Overview – August 2014
Global equities rose in August amid generally positive economic data from the US and hopes that the European Central Bank (ECB) would implement fresh stimulus measures in view of the slowdown in industrial activity in the eurozone. At the time of writing, the ECB announced that it will purchase private sector credit, including asset-backed securities and covered bonds. However, worsening tensions in Ukraine pared gains. Developed markets performed largely in line with their emerging counterparts.
Among developed markets, US equities led gains. Sentiment improved after second-quarter GDP was revised upwards from 4% to 4.2%, mainly on an increase in investment and a reduction in imports. As well, US payrolls increased in July, led by professional and business services, and manufacturing.
Japan was a laggard, however, as industrial output and private consumption disappointed, while exports struggled to gain momentum despite the weaker yen. July core consumer prices at 1.3% also raised questions on whether the Bank of Japan can achieve its 2% inflation target by the year-end.
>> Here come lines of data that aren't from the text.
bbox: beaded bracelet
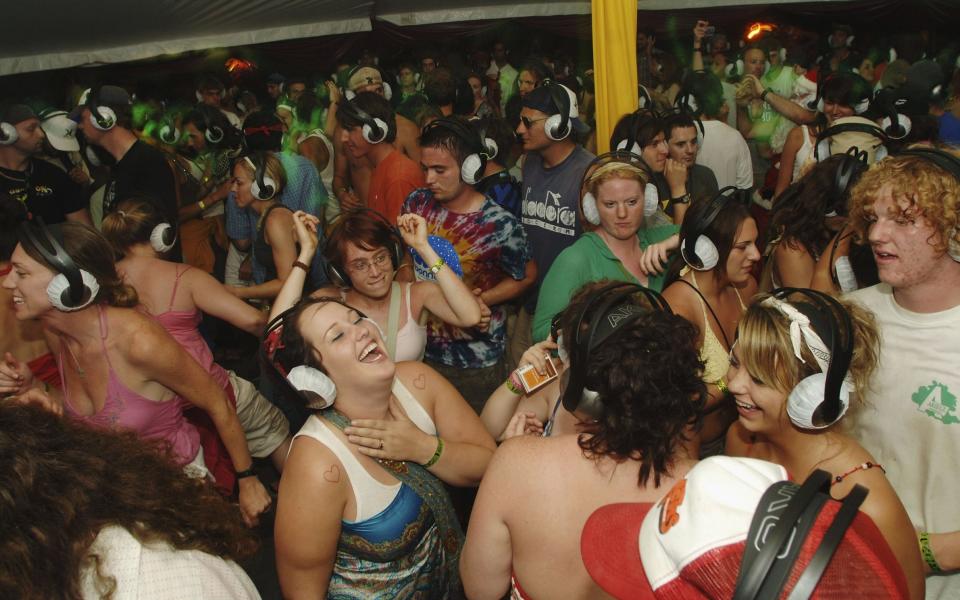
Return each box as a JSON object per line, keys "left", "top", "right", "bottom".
{"left": 919, "top": 531, "right": 943, "bottom": 572}
{"left": 505, "top": 374, "right": 523, "bottom": 395}
{"left": 423, "top": 437, "right": 444, "bottom": 468}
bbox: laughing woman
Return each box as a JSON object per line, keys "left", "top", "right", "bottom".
{"left": 269, "top": 230, "right": 496, "bottom": 598}
{"left": 725, "top": 290, "right": 924, "bottom": 599}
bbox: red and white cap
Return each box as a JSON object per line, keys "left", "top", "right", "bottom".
{"left": 581, "top": 456, "right": 909, "bottom": 600}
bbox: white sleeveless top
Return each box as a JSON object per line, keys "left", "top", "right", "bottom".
{"left": 792, "top": 125, "right": 815, "bottom": 183}
{"left": 298, "top": 128, "right": 337, "bottom": 217}
{"left": 293, "top": 377, "right": 436, "bottom": 521}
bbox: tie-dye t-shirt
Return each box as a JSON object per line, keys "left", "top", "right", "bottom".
{"left": 402, "top": 188, "right": 532, "bottom": 369}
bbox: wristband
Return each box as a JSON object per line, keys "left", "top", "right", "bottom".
{"left": 235, "top": 468, "right": 257, "bottom": 480}
{"left": 422, "top": 437, "right": 444, "bottom": 468}
{"left": 919, "top": 531, "right": 943, "bottom": 572}
{"left": 760, "top": 88, "right": 772, "bottom": 102}
{"left": 429, "top": 257, "right": 445, "bottom": 275}
{"left": 671, "top": 192, "right": 692, "bottom": 205}
{"left": 505, "top": 373, "right": 523, "bottom": 395}
{"left": 292, "top": 260, "right": 310, "bottom": 272}
{"left": 198, "top": 199, "right": 206, "bottom": 211}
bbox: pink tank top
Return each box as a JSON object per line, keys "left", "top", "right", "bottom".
{"left": 60, "top": 305, "right": 201, "bottom": 466}
{"left": 153, "top": 265, "right": 231, "bottom": 392}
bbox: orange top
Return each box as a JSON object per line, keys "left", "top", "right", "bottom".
{"left": 367, "top": 149, "right": 425, "bottom": 224}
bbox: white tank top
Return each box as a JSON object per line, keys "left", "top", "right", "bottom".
{"left": 292, "top": 377, "right": 436, "bottom": 521}
{"left": 792, "top": 125, "right": 815, "bottom": 183}
{"left": 298, "top": 128, "right": 336, "bottom": 215}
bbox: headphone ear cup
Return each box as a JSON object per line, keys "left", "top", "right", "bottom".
{"left": 816, "top": 97, "right": 825, "bottom": 113}
{"left": 854, "top": 98, "right": 869, "bottom": 114}
{"left": 582, "top": 191, "right": 601, "bottom": 225}
{"left": 344, "top": 88, "right": 356, "bottom": 101}
{"left": 881, "top": 114, "right": 911, "bottom": 139}
{"left": 483, "top": 137, "right": 498, "bottom": 160}
{"left": 381, "top": 82, "right": 393, "bottom": 101}
{"left": 159, "top": 123, "right": 179, "bottom": 145}
{"left": 461, "top": 153, "right": 484, "bottom": 185}
{"left": 205, "top": 124, "right": 224, "bottom": 144}
{"left": 544, "top": 113, "right": 566, "bottom": 141}
{"left": 46, "top": 269, "right": 99, "bottom": 312}
{"left": 787, "top": 372, "right": 851, "bottom": 429}
{"left": 257, "top": 174, "right": 278, "bottom": 200}
{"left": 576, "top": 387, "right": 605, "bottom": 420}
{"left": 325, "top": 263, "right": 352, "bottom": 289}
{"left": 681, "top": 235, "right": 719, "bottom": 270}
{"left": 643, "top": 183, "right": 660, "bottom": 217}
{"left": 947, "top": 229, "right": 960, "bottom": 262}
{"left": 362, "top": 118, "right": 388, "bottom": 144}
{"left": 150, "top": 223, "right": 177, "bottom": 253}
{"left": 92, "top": 106, "right": 117, "bottom": 131}
{"left": 286, "top": 365, "right": 337, "bottom": 409}
{"left": 195, "top": 90, "right": 204, "bottom": 103}
{"left": 815, "top": 136, "right": 831, "bottom": 161}
{"left": 0, "top": 122, "right": 18, "bottom": 145}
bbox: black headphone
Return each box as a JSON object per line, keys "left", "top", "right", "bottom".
{"left": 543, "top": 80, "right": 573, "bottom": 141}
{"left": 421, "top": 117, "right": 492, "bottom": 185}
{"left": 828, "top": 146, "right": 869, "bottom": 217}
{"left": 611, "top": 108, "right": 659, "bottom": 156}
{"left": 338, "top": 98, "right": 389, "bottom": 144}
{"left": 323, "top": 208, "right": 404, "bottom": 288}
{"left": 871, "top": 87, "right": 912, "bottom": 141}
{"left": 157, "top": 113, "right": 180, "bottom": 145}
{"left": 561, "top": 282, "right": 672, "bottom": 419}
{"left": 18, "top": 219, "right": 100, "bottom": 311}
{"left": 679, "top": 186, "right": 740, "bottom": 271}
{"left": 896, "top": 147, "right": 960, "bottom": 261}
{"left": 767, "top": 288, "right": 855, "bottom": 429}
{"left": 243, "top": 154, "right": 277, "bottom": 200}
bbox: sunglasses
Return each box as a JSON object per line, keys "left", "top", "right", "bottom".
{"left": 521, "top": 116, "right": 549, "bottom": 130}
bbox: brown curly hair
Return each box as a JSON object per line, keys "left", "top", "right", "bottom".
{"left": 0, "top": 403, "right": 257, "bottom": 600}
{"left": 848, "top": 148, "right": 960, "bottom": 254}
{"left": 559, "top": 281, "right": 706, "bottom": 488}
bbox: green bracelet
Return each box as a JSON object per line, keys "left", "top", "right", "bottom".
{"left": 422, "top": 437, "right": 444, "bottom": 468}
{"left": 919, "top": 531, "right": 943, "bottom": 573}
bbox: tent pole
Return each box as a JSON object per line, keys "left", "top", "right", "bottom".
{"left": 591, "top": 0, "right": 638, "bottom": 155}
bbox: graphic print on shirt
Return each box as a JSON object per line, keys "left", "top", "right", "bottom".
{"left": 912, "top": 381, "right": 958, "bottom": 425}
{"left": 522, "top": 188, "right": 577, "bottom": 237}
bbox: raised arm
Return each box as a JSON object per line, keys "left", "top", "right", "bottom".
{"left": 186, "top": 268, "right": 266, "bottom": 337}
{"left": 399, "top": 213, "right": 481, "bottom": 327}
{"left": 269, "top": 211, "right": 320, "bottom": 321}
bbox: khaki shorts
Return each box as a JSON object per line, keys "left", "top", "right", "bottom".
{"left": 229, "top": 371, "right": 290, "bottom": 458}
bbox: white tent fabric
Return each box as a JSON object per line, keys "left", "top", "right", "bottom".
{"left": 2, "top": 0, "right": 592, "bottom": 76}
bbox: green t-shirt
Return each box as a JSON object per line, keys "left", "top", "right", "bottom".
{"left": 531, "top": 224, "right": 679, "bottom": 342}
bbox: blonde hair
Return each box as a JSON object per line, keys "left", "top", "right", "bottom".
{"left": 101, "top": 199, "right": 167, "bottom": 256}
{"left": 585, "top": 162, "right": 650, "bottom": 199}
{"left": 736, "top": 293, "right": 879, "bottom": 402}
{"left": 848, "top": 147, "right": 960, "bottom": 253}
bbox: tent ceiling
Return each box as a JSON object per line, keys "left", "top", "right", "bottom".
{"left": 1, "top": 0, "right": 590, "bottom": 76}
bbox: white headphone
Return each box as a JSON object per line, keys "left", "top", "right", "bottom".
{"left": 543, "top": 82, "right": 578, "bottom": 142}
{"left": 150, "top": 222, "right": 177, "bottom": 253}
{"left": 286, "top": 365, "right": 336, "bottom": 409}
{"left": 244, "top": 155, "right": 278, "bottom": 201}
{"left": 0, "top": 121, "right": 18, "bottom": 145}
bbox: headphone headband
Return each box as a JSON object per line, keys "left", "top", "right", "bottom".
{"left": 561, "top": 282, "right": 672, "bottom": 415}
{"left": 680, "top": 186, "right": 739, "bottom": 269}
{"left": 18, "top": 219, "right": 85, "bottom": 305}
{"left": 769, "top": 288, "right": 854, "bottom": 426}
{"left": 423, "top": 117, "right": 485, "bottom": 156}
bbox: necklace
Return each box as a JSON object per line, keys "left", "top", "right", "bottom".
{"left": 62, "top": 339, "right": 86, "bottom": 378}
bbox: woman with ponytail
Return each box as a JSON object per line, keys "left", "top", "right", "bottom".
{"left": 1, "top": 219, "right": 272, "bottom": 527}
{"left": 102, "top": 199, "right": 292, "bottom": 477}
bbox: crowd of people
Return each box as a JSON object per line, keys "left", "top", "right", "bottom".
{"left": 1, "top": 11, "right": 960, "bottom": 600}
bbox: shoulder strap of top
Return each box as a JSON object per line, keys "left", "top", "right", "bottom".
{"left": 386, "top": 282, "right": 402, "bottom": 361}
{"left": 167, "top": 264, "right": 192, "bottom": 311}
{"left": 678, "top": 275, "right": 732, "bottom": 349}
{"left": 392, "top": 377, "right": 436, "bottom": 436}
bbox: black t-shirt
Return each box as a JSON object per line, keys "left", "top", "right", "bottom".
{"left": 103, "top": 140, "right": 178, "bottom": 225}
{"left": 0, "top": 159, "right": 87, "bottom": 224}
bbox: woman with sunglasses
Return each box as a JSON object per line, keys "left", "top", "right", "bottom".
{"left": 270, "top": 209, "right": 484, "bottom": 362}
{"left": 725, "top": 290, "right": 924, "bottom": 599}
{"left": 267, "top": 240, "right": 496, "bottom": 597}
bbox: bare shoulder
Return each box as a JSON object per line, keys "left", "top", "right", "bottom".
{"left": 662, "top": 280, "right": 702, "bottom": 329}
{"left": 280, "top": 430, "right": 349, "bottom": 508}
{"left": 394, "top": 360, "right": 440, "bottom": 409}
{"left": 724, "top": 421, "right": 754, "bottom": 457}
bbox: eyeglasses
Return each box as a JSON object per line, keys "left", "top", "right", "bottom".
{"left": 521, "top": 116, "right": 549, "bottom": 130}
{"left": 347, "top": 251, "right": 392, "bottom": 274}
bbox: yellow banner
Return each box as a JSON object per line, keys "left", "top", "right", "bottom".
{"left": 591, "top": 0, "right": 638, "bottom": 155}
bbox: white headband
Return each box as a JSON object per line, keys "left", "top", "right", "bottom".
{"left": 761, "top": 296, "right": 831, "bottom": 374}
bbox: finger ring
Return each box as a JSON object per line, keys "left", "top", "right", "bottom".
{"left": 378, "top": 439, "right": 384, "bottom": 449}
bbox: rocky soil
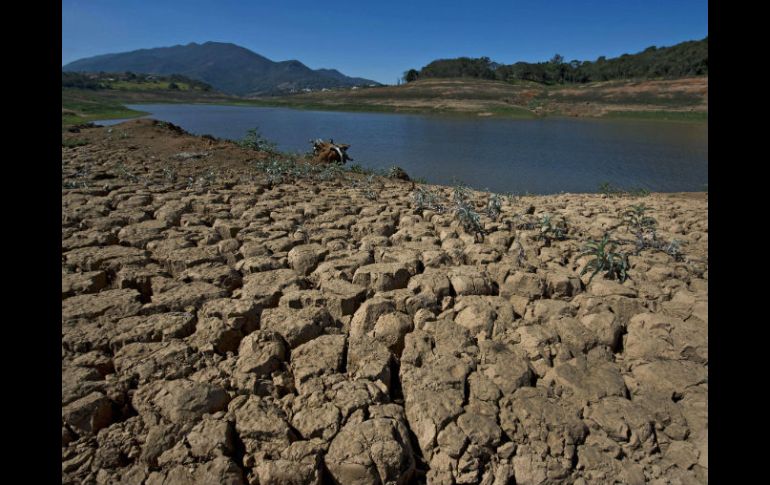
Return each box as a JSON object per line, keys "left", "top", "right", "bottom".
{"left": 62, "top": 119, "right": 708, "bottom": 484}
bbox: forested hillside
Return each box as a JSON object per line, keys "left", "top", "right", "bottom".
{"left": 405, "top": 37, "right": 707, "bottom": 85}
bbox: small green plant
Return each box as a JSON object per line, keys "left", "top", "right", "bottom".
{"left": 454, "top": 204, "right": 484, "bottom": 239}
{"left": 628, "top": 187, "right": 651, "bottom": 197}
{"left": 348, "top": 163, "right": 367, "bottom": 174}
{"left": 239, "top": 128, "right": 278, "bottom": 153}
{"left": 255, "top": 158, "right": 292, "bottom": 184}
{"left": 452, "top": 183, "right": 472, "bottom": 205}
{"left": 451, "top": 182, "right": 484, "bottom": 239}
{"left": 412, "top": 186, "right": 447, "bottom": 214}
{"left": 115, "top": 162, "right": 139, "bottom": 183}
{"left": 663, "top": 239, "right": 684, "bottom": 262}
{"left": 485, "top": 193, "right": 503, "bottom": 221}
{"left": 318, "top": 163, "right": 345, "bottom": 181}
{"left": 187, "top": 168, "right": 218, "bottom": 188}
{"left": 580, "top": 233, "right": 630, "bottom": 283}
{"left": 413, "top": 177, "right": 428, "bottom": 184}
{"left": 537, "top": 213, "right": 568, "bottom": 243}
{"left": 623, "top": 204, "right": 658, "bottom": 252}
{"left": 503, "top": 191, "right": 520, "bottom": 204}
{"left": 598, "top": 181, "right": 623, "bottom": 197}
{"left": 62, "top": 164, "right": 90, "bottom": 189}
{"left": 386, "top": 166, "right": 410, "bottom": 180}
{"left": 163, "top": 167, "right": 178, "bottom": 182}
{"left": 201, "top": 168, "right": 218, "bottom": 186}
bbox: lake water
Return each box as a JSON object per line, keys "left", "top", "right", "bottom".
{"left": 96, "top": 104, "right": 708, "bottom": 194}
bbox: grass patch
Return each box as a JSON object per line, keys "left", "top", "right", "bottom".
{"left": 62, "top": 89, "right": 148, "bottom": 127}
{"left": 602, "top": 110, "right": 707, "bottom": 122}
{"left": 62, "top": 138, "right": 89, "bottom": 148}
{"left": 483, "top": 105, "right": 537, "bottom": 119}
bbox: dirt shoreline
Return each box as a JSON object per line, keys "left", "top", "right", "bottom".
{"left": 64, "top": 76, "right": 708, "bottom": 126}
{"left": 62, "top": 119, "right": 708, "bottom": 484}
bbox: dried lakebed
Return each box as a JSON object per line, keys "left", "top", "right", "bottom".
{"left": 62, "top": 120, "right": 708, "bottom": 484}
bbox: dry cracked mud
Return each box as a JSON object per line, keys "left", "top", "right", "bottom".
{"left": 62, "top": 119, "right": 708, "bottom": 484}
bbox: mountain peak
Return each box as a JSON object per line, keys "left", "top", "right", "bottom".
{"left": 62, "top": 42, "right": 380, "bottom": 96}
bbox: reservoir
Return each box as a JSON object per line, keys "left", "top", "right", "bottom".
{"left": 96, "top": 104, "right": 707, "bottom": 194}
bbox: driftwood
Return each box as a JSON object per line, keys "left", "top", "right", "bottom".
{"left": 310, "top": 139, "right": 353, "bottom": 165}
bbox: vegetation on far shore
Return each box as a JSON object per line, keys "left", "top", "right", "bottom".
{"left": 403, "top": 37, "right": 707, "bottom": 86}
{"left": 601, "top": 110, "right": 707, "bottom": 122}
{"left": 62, "top": 89, "right": 148, "bottom": 127}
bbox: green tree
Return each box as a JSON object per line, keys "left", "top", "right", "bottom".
{"left": 404, "top": 69, "right": 419, "bottom": 82}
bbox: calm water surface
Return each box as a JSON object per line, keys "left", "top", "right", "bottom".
{"left": 97, "top": 104, "right": 707, "bottom": 194}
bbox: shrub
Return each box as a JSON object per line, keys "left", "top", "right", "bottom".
{"left": 239, "top": 128, "right": 278, "bottom": 153}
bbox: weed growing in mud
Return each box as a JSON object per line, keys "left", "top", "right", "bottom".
{"left": 628, "top": 187, "right": 651, "bottom": 197}
{"left": 254, "top": 158, "right": 293, "bottom": 184}
{"left": 411, "top": 186, "right": 447, "bottom": 214}
{"left": 347, "top": 163, "right": 375, "bottom": 175}
{"left": 163, "top": 167, "right": 178, "bottom": 183}
{"left": 239, "top": 127, "right": 278, "bottom": 154}
{"left": 386, "top": 166, "right": 410, "bottom": 181}
{"left": 252, "top": 157, "right": 356, "bottom": 186}
{"left": 62, "top": 164, "right": 91, "bottom": 189}
{"left": 503, "top": 191, "right": 521, "bottom": 205}
{"left": 455, "top": 204, "right": 484, "bottom": 238}
{"left": 599, "top": 182, "right": 651, "bottom": 198}
{"left": 623, "top": 204, "right": 658, "bottom": 252}
{"left": 580, "top": 233, "right": 630, "bottom": 283}
{"left": 318, "top": 163, "right": 345, "bottom": 181}
{"left": 451, "top": 182, "right": 485, "bottom": 239}
{"left": 115, "top": 162, "right": 139, "bottom": 183}
{"left": 199, "top": 168, "right": 218, "bottom": 187}
{"left": 485, "top": 193, "right": 503, "bottom": 221}
{"left": 598, "top": 181, "right": 623, "bottom": 197}
{"left": 663, "top": 239, "right": 685, "bottom": 262}
{"left": 452, "top": 183, "right": 472, "bottom": 205}
{"left": 187, "top": 168, "right": 219, "bottom": 189}
{"left": 538, "top": 213, "right": 568, "bottom": 243}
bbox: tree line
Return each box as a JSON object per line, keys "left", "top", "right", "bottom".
{"left": 403, "top": 37, "right": 707, "bottom": 85}
{"left": 62, "top": 71, "right": 214, "bottom": 91}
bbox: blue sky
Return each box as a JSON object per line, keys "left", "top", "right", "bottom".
{"left": 62, "top": 0, "right": 708, "bottom": 85}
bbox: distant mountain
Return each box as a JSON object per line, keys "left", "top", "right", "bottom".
{"left": 62, "top": 42, "right": 380, "bottom": 96}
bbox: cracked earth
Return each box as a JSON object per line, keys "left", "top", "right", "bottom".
{"left": 62, "top": 119, "right": 707, "bottom": 484}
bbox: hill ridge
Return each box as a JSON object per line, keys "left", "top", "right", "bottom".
{"left": 63, "top": 42, "right": 380, "bottom": 96}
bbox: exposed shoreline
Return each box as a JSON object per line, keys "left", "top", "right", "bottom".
{"left": 63, "top": 76, "right": 708, "bottom": 128}
{"left": 61, "top": 120, "right": 708, "bottom": 484}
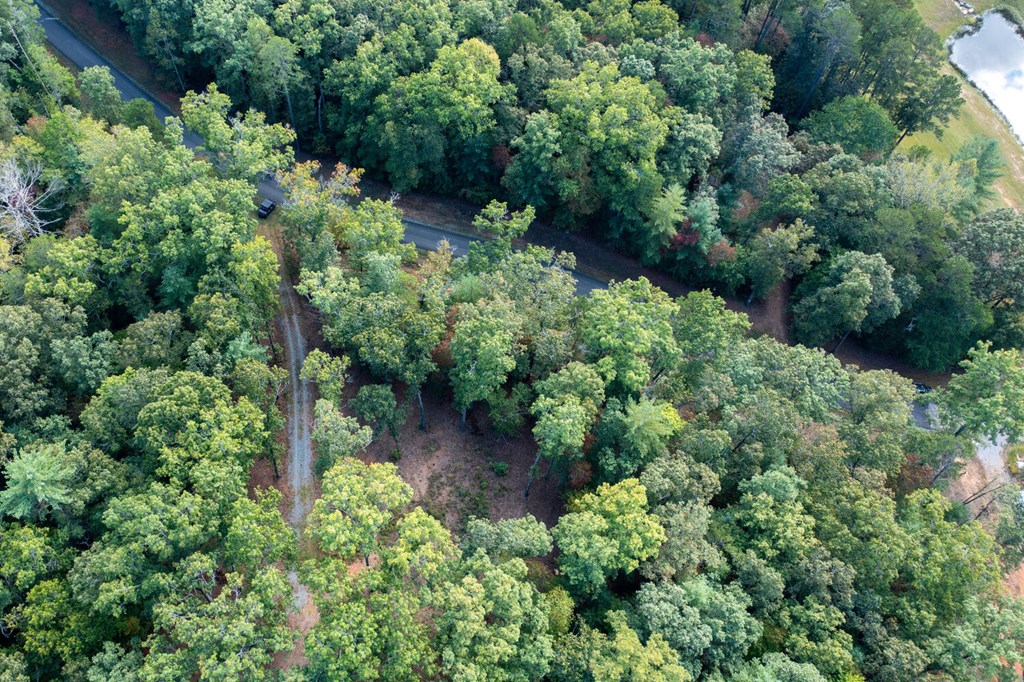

Looking at emerging markets, Brazil was the best performer as opinion polls suggested an increasingly competitive presidential race. Marina Silva, who was thrust into the race following the death of her former running mate Eduardo Campos in a plane crash, has narrowed incumbent Dilma Rousseff’s lead in the October elections. With the country falling into recession in the first half of the year, president Dilma’s hopes for re-election could be further dented.